The first-order benefit of the 1996 strategy is obvious: The right-wing views Romney has adopted will turn off women, independents, and Latinos, all of them key voting blocs. The second-order benefit is more of a bank-shot: Having been labeled a conservative, Romney must protest more explicitly that he’s not a conservative, which draws more attention to the general election makeover he’s trying to pull off (as seamlessly and unobtrusively as possible), which annoys conservatives already suspicious of Romney’s bona fides, which compels Romney to prove that he is in fact a conservative. So by arguing that Romney is a conservative, the Obama campaign is helping to bring that about.
My only quibble is with Team Obama’s parsing of the allegation. The formulation David Plouffe gave the Times last week went as follows: “Whether it’s tax policy, whether it’s his approach to abortion, gay rights, immigration, he’s the most conservative nominee that they’ve had going back to Goldwater.” I’d tweak this slightly (not that anyone asked for my advice) and say, “Whether it’s tax policy … abortion, gay rights, immigration, he’s *running as* the most conservative nominee that they’ve had going back to Goldwater.” I don’t think many people look at Mitt Romney and see an authentic, fire-breathing conservative. But I do think they’ll believe he’s been willing to act like one to appease his party. And that the appeasement won’t abruptly end on Election Day.
On top of which, phrasing it this way lets you use both the “too conservative” argument and the “soulless” argument in a way that’s perfectly coherent, so you don’t really have to choose.

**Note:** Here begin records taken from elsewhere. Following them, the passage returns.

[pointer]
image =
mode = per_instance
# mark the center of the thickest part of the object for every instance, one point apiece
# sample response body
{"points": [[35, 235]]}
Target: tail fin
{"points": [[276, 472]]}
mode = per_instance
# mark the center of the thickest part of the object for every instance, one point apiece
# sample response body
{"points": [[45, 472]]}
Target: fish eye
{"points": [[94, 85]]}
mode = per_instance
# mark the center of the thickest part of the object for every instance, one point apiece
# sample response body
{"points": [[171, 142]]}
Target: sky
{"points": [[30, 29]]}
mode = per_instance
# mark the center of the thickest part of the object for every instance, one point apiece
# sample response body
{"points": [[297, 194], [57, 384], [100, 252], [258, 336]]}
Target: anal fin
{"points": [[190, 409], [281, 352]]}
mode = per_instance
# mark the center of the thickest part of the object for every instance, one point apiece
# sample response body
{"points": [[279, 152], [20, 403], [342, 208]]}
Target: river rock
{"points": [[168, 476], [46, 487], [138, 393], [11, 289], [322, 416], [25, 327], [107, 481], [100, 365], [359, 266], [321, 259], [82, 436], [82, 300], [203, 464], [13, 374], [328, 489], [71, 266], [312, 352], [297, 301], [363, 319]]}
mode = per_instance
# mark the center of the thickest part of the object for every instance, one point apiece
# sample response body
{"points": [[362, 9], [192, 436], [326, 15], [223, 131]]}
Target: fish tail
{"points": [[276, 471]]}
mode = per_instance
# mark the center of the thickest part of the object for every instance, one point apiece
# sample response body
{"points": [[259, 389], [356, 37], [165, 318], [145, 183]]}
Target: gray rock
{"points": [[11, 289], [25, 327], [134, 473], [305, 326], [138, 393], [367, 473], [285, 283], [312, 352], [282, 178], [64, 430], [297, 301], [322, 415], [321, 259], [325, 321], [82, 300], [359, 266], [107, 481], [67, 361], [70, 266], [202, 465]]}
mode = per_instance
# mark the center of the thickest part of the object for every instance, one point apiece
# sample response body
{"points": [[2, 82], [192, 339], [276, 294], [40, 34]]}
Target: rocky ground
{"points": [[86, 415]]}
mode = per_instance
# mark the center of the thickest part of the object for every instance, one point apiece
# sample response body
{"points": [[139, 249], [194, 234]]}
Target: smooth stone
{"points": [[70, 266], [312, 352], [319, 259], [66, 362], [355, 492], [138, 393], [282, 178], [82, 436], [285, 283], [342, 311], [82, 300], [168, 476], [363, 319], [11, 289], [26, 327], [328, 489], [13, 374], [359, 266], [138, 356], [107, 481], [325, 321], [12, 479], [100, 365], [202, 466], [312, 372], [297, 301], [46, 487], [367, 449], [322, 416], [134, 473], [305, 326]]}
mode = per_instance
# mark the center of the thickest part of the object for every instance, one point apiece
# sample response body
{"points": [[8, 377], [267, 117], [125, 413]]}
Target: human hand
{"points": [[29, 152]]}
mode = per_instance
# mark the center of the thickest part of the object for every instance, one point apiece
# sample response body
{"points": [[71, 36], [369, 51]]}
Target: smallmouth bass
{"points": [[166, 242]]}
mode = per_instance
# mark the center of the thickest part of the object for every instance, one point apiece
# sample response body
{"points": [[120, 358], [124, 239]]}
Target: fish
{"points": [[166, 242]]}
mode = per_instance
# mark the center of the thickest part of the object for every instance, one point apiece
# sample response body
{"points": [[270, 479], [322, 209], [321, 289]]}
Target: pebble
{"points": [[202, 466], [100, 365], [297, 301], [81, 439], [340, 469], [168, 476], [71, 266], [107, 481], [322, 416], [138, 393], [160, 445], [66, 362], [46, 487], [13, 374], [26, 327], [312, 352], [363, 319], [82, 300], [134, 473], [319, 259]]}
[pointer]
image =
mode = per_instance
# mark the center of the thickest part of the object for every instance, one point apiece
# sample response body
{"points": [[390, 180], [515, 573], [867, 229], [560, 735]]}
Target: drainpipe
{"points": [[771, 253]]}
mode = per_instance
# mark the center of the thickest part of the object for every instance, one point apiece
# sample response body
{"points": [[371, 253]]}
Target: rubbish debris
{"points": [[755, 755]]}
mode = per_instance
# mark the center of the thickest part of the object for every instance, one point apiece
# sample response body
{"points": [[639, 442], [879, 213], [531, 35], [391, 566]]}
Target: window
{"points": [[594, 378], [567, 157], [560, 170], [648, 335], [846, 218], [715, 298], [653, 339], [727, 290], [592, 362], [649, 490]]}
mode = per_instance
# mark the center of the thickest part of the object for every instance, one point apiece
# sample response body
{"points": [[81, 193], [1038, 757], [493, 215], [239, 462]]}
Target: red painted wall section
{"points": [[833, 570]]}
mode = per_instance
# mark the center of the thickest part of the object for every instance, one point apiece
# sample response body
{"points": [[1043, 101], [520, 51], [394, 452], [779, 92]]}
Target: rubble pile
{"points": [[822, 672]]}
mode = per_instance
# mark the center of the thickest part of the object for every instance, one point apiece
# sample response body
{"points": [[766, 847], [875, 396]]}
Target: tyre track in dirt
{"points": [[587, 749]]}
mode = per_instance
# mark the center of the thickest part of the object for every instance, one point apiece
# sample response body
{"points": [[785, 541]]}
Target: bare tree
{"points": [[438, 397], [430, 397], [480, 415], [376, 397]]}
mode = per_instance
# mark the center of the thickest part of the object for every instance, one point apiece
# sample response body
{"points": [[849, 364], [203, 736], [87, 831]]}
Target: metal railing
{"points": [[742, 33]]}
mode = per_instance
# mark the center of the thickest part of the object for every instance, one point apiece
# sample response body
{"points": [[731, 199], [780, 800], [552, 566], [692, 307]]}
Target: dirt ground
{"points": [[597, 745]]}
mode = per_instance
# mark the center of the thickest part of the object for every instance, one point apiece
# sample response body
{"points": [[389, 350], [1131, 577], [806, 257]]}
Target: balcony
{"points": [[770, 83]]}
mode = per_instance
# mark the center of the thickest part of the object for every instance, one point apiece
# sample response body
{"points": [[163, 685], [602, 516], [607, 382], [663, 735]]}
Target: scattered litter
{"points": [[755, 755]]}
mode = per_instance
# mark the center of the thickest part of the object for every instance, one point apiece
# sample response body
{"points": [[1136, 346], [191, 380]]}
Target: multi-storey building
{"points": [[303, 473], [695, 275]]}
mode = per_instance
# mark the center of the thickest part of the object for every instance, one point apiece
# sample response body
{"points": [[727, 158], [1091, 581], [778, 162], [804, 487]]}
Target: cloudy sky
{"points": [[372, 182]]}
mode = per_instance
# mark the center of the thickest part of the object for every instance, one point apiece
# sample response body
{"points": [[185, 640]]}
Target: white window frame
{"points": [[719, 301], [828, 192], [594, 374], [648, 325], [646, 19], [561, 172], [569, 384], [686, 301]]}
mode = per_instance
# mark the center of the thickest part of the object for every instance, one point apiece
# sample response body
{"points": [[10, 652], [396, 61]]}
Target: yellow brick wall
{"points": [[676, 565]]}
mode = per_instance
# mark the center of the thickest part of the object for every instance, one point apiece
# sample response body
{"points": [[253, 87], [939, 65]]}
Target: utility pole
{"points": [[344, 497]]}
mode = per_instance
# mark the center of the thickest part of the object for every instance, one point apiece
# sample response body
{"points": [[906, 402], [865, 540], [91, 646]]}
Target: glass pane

Update: My former colleague Chris Orr tweets that "running as" hints too strongly that Romney would reverse course again and govern as a moderate. In that case, I'd go with something like "he's turned himself into the most conservative..." But, really, I'm happy to leave the precise wording to the pros. The point is just that the unadorned "most conservative since Goldwater" may not pass a smell test for a lot of voters.